Num comunicado do Gabinete Presidencial, assinado pelo vice-presidente Myint Swe, a tomada de poder é justificada assim: “Como o governo e a Comissão Eleitoral não foram capazes de tratar do problema, é dever indiscutível do Tatmacaw [Exército] invocar o Artigo 417 da Constituição e declarar o estado de emergência.”

Má comunicação e orgulho ferido

O cientista político Lubina considera improcedente a acusação de irregularidades no pleito legislativo: “Acho que não houve muita fraude ou imprecisões nas eleições. No geral, elas foram livres e justas.”

O especialista Hans-Bernd Zöllner, que está elaborando uma análise sobre a eleição em Mianmar, explica: “A questão para os militares não foi tanto questionar a vitória da NLD nas urnas, mas sim o partido não ter investigado cuidadosamente as irregularidades.” Isso não corresponderia aos parâmetros de uma “democracia disciplinada”, como os generais denominam o sistema político criado por eles em 2008.

Assim, o golpe se atribui, por um lado, à má comunicação: devido a anos de desconfiança entre a NLD e as Forças Armadas, só existem poucos canais comunicativos entre as duas facções políticas decisivas no país.

Quando em 2015 os militares e seu Partido da União, Solidariedade e Desenvolvimento (USDP) tiveram que engolir uma pesada derrota, Aung San Suu Kyi ainda tentou o diálogo com o então presidente, o ex-general Thein Sein, e com o comandante em chefe das Forças Armadas, Min Aung Hlaing.

Agora, contudo, em vez de aceder aos militares, a NLD ignorou inteiramente suas críticas ao processo eleitoral. Isso pode ter ferido o orgulho daqueles que se entendem como guardiães do sistema político que criaram. “Desde a independência, os militares enfatizam sua integridade como protetores do povo e da nação. O desprezo a suas queixas foi um tapa na cara”, diz Zöllner.

Orgulho ferido, a nova derrota de seu USDP e a falta de canais de comunicação acabaram redundando no golpe militar, deduz Lubina. A NLD poderia ter agido com maior perspicácia, mas do modo como correu a situação, os generais não viram outra opção para preservar sua reputação e influência, senão tomar o Executivo. Agora anunciam que vão se encarregar da investigação das acusações de irregularidades eleitorais e providenciar um novo pleito.

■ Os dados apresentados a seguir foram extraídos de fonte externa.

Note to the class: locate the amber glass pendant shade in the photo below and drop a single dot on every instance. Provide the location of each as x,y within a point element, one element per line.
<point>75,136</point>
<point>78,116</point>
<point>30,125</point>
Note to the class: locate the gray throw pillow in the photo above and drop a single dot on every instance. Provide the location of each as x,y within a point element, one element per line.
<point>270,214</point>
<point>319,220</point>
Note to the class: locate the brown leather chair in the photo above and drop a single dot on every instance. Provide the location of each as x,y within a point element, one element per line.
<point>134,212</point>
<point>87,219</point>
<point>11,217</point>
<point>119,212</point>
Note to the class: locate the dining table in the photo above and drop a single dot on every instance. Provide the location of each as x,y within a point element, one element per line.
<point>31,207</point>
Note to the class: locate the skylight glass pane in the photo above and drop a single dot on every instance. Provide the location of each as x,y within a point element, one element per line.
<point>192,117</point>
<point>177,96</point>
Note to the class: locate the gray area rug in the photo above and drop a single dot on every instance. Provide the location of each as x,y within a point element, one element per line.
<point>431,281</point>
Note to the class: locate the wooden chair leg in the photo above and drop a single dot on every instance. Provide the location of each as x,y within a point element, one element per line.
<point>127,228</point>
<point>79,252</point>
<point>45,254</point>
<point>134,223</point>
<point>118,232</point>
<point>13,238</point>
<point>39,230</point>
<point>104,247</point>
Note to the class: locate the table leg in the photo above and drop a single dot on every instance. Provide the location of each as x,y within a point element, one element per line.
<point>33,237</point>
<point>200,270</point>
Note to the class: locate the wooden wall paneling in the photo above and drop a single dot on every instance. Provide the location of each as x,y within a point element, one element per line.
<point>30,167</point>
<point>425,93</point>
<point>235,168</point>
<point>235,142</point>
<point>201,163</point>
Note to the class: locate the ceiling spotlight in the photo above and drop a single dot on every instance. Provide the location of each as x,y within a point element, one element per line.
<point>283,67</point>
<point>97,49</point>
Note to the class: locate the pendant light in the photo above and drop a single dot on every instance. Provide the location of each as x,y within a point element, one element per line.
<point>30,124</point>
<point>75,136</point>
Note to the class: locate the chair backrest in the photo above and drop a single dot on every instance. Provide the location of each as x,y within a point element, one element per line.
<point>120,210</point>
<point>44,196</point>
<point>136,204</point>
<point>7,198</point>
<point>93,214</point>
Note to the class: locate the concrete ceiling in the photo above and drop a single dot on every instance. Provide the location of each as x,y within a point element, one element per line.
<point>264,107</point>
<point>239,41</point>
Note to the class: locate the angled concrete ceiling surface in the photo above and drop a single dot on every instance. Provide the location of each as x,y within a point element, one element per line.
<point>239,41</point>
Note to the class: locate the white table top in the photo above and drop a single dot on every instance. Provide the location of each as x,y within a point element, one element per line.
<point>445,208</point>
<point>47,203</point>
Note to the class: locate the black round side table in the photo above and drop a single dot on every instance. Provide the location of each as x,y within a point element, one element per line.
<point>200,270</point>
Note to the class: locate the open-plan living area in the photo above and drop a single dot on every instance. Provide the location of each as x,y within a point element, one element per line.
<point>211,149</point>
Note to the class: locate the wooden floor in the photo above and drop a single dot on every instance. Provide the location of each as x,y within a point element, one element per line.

Descaso pelo Ocidente, chance para a China

Visto de fora, contudo, é difícil compreender o passo dado pelas Forças Armadas birmanesas. Pois com a Constituição de 2008 elas criaram um sistema que basicamente lhes assegura o controle sobre a política nacional.

“Na verdade, bastaria eles esperarem a NLD perder sua popularidade, em decorrência da covid-19 e da economia em crise. Seu sistema lhes garante todas as possibilidades econômicas e políticas, sem terem que assumir responsabilidade”, analisa o especialista Michał Lubina.

Com o golpe, pelo contrário, os generais fortaleceram a reputação de Aung San Suu Kyi no país. Pois, o que quer que aconteça nos próximos anos, a população sempre dirá que, se os militares não tivessem tomado o poder, tudo estaria ótimo. Além disso, o golpe comprometerá as relações internacionais de Mianmar, como já prenunciam as reações da Europa e as ameaças de sanções dos Estados Unidos.

No entanto, “os militares não têm medo nem dos europeus, nem dos americanos”, ressalva Zöllner: as relações internacionais já eram mesmo deploráveis, desde a expulsão da minoria muçulmana rohingya; e por décadas a fio as Forças Armadas têm vivido bem com as sanções da Europa e dos EUA. Mais importante agora é como se posicionarão a Índia e o Japão. Sobretudo este último, que nos últimos anos tem investido fortemente em Mianmar.

Até agora, a China, a poderosa vizinha ao norte, tem se contido em avaliar as ocorrências em Mianmar. A agência estatal de notícias Xinhua descreveu o golpe como “grande reestruturação de gabinete”. Ainda três semanas atrás, o chefe das Forças Armadas birmanesas, Min Aung, recebeu o ministro chinês do Exterior, Wang Yi, para conversas de consolidação da “relação fraternal” entre os dois Estados.

Michał Lubina está seguro que Pequim protegerá Mianmar no Conselho de Segurança da ONU: “Tudo o que a China precisa fazer agora é esperar, enquanto a situação em Mianmar piora devido à pressão internacional crescente. Quanto maior a pressão, mais Mianmar terá que se curvar diante da potência protetora.”